Further findings by our correspondent revealed that at least 25 professional bodies and councils under the Ministry of Trade and Investment, the Ministry of Information and Communication, the Ministry of Agriculture and Rural Development, the Ministry of Transport, the Ministry of Mines and Steel, the Ministry of Justice, the Ministry of Works and Housing, and the Ministry of Environment will be affected by the new development. They include the Teachers Registration Council of Nigeria, the Computer Registration Council, the Librarians Registration Council, the National Education Research and Development Council, the Mass Literacy Council, the National Examination Council and the West African Examination Council (Local and International) under the Ministry of Education. Under the Ministry of Health, the Nursing and Midwifery Council, the Pharmacist Council of Nigeria, the Medical and Dental Council of Nigeria, and the Medical Laboratory Science Council of Nigeria will be affected. Others include the Environmental Health Council of Nigeria, the Nigeria Press Council, the Council for the Regulation of Freight Forwarding in Nigeria, the Council of Nigerian Mining Engineers and Geosciences, the Veterinary Council of Nigeria, the Council for the Regulation of Engineering in Nigeria, the Survey Council of Nigeria, the Legal Aid Council, the Council of Legal Education, the National Automotive Design and Development Council, the Nigeria Export Promotion Council, the Financial Reporting Council of Nigeria, the Nigeria Investment Promotion Council, and the Nigerian Council of Food Science and Technology.

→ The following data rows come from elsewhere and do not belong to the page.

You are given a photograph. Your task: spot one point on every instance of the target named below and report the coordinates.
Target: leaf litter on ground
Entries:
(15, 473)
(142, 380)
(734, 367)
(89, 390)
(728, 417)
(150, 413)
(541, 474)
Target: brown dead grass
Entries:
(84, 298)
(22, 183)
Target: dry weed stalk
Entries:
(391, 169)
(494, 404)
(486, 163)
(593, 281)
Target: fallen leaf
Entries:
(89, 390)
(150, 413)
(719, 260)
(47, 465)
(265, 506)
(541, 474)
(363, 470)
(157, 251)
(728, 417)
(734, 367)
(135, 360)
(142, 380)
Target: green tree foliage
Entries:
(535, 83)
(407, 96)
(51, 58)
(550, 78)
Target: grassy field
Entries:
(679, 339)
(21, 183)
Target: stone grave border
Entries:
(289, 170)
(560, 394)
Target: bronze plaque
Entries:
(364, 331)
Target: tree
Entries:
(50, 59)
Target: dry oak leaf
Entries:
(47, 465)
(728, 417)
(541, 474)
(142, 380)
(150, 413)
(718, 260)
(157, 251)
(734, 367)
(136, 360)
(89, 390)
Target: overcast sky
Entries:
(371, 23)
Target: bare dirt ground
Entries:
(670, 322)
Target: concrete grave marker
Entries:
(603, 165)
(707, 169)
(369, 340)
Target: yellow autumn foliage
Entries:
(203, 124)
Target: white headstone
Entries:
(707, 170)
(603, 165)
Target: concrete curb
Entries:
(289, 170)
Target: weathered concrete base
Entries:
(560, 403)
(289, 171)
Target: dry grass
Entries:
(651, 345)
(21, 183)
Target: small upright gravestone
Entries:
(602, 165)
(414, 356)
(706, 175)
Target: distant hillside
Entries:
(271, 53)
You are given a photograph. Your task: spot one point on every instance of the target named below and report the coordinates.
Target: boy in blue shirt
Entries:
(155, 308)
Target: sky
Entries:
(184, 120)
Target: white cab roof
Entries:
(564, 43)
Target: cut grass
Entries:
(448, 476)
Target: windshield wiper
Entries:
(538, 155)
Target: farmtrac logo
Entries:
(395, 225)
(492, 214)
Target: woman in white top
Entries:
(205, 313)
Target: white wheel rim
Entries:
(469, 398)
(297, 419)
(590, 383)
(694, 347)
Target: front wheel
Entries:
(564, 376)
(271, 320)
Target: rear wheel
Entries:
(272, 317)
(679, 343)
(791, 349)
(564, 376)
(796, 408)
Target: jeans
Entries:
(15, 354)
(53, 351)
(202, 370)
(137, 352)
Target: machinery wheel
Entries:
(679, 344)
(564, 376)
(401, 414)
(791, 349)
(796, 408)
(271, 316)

The development comes amid the need for the government to cut the cost of governance. With a total debt stock hovering around N49.85 trillion, excluding the Central Bank of Nigeria’s N22.719 trillion Ways and Means loan, the country’s debt sustainability is a major concern to Financial Experts. DMO had expressed worries that the federal government’s debt service to revenue-ratio of 73.5 per cent for 2023 exceeded the recommended threshold of 50 per cent.